Another impressive lady, Kamala, works in six houses as a cook, earning about `25,000 a month. As there are many flats where both adult members of the family work, she has no difficulty in finding work. She is in her late thirties, gets up at 5 am every day, finishes the cooking in her own home and leaves for work at 6 am. After finishing work in two houses, she returns home to feed her children and pack their lunches. After washing clothes, she leaves her home against at 10 am to work in two houses, both of which are occupied by eldery couples. She makes for them simple, hot, digestible food, gives them baths, dresses them, feeds them and returns home at about 1 pm.
After preparing some snacks for her children, she sets out for her afternoon shift that involves preparing dinner and tiffin in two more houses. Kamala finally returns home at 7 pm, chats with her children, discusses their homework and spends some quality time with them.
Yet another inspirational lady, I know is Shanthi. She works day and night to see her children educated. She rises at 4 am and from 4.30am supplies nearly 150 milk packets to nearby households, earning `6,000 a month. She collects washed clothes from many houses, and gets them pressed by her husband whose job is to iron the clothes and return them to deliver them back. Their children are studying BCom and nursing.
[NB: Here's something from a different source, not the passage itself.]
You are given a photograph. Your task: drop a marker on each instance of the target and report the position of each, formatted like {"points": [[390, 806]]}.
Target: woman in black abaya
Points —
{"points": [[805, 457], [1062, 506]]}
Women, academically qualified or not, have their own dreams and strain every nerve to realise them. It is said that there is a woman behind the success of every man. Today, the woman stands behind her own success and that of her family.
Of course, not every woman has a ‘success’ story. There is a flower vendor who struggles the entire day to make both ends to meet, only to go home and be beaten up by her drunken husband, who just makes the house messy through his excretions. The fragrance of flowers in her small flower stall have not permeated her hut.
Still, the standard of living in many households has improved considerably purely through the efforts of the enthusiastic Aam Aurath, often with a high degree of involvement and commitment. Women’s empowerment does not only lie in academic achievements or hi-fi jobs but also in will and determination. Let us celebrate the success of such women who form the base of Indian society.